The solar system has always been something of a shooting gallery more so in its earliest days, when the cloud of dust and debris that was all we once were hadn't yet been swept up into planets and moons. It's still a dangerous cosmos out there, and the Earth gets beaned all the time with about 100 tons of detritus from comets and asteroids hitting us each day. The overwhelming share of the material including chunks of rock as big as a car will incinerate in the atmosphere well before hitting the ground, but about once every 100 years or so, something significant gets through.
That's scary, because it takes only a small rock at least relative to the size of the Earth to do a lot of damage. On June 30, 1908, an asteroid estimated at 120 ft. (37 m) plunged through the skies over the Tunguska River in Siberia, detonated at an altitude of 28,000 ft. (8,500 m) and released a blast of energy 185 more powerful than the atomic bomb that destroyed Hiroshima. The mile-wide Barringer Crater in the Arizona desert is thought to have been caused by a 164-ft. (50 m) asteroid that struck the Earth 50,000 years ago. The dinosaurs were wiped out courtesy of a 9-mi. wide (14 km) monster that arrived 65 million years back. Message: Be afraid really.
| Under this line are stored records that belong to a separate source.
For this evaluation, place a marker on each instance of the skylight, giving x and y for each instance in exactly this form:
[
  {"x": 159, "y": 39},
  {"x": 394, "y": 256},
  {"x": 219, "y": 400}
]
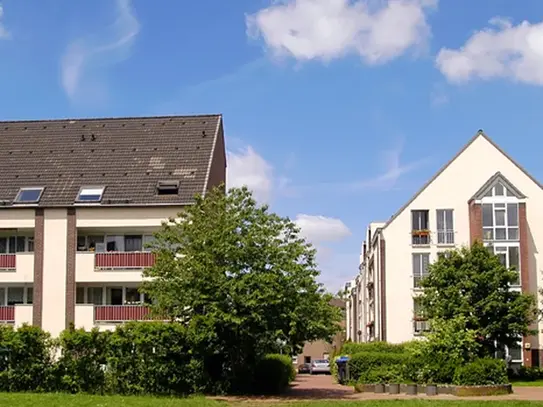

Since 1995, NASA's Jet Propulsion Laboratory (JPL) has been taking the asteroid threat seriousy, tracking near-Earth asteroids with the help of the Palomar Observatory at the California Institute of Technology. While JPL sends out a lot of alerts, they have all so far been followed by all-clears. Last April, an asteroid prosaically named 2010 GA6 zipped by us at a distance of 270,000 miles about 30,000 miles farther than the moon. Just three months earlier, another object buzzed us at an uncomfortably close 76,000 miles. But so far, we've dodged any meaningful bullets.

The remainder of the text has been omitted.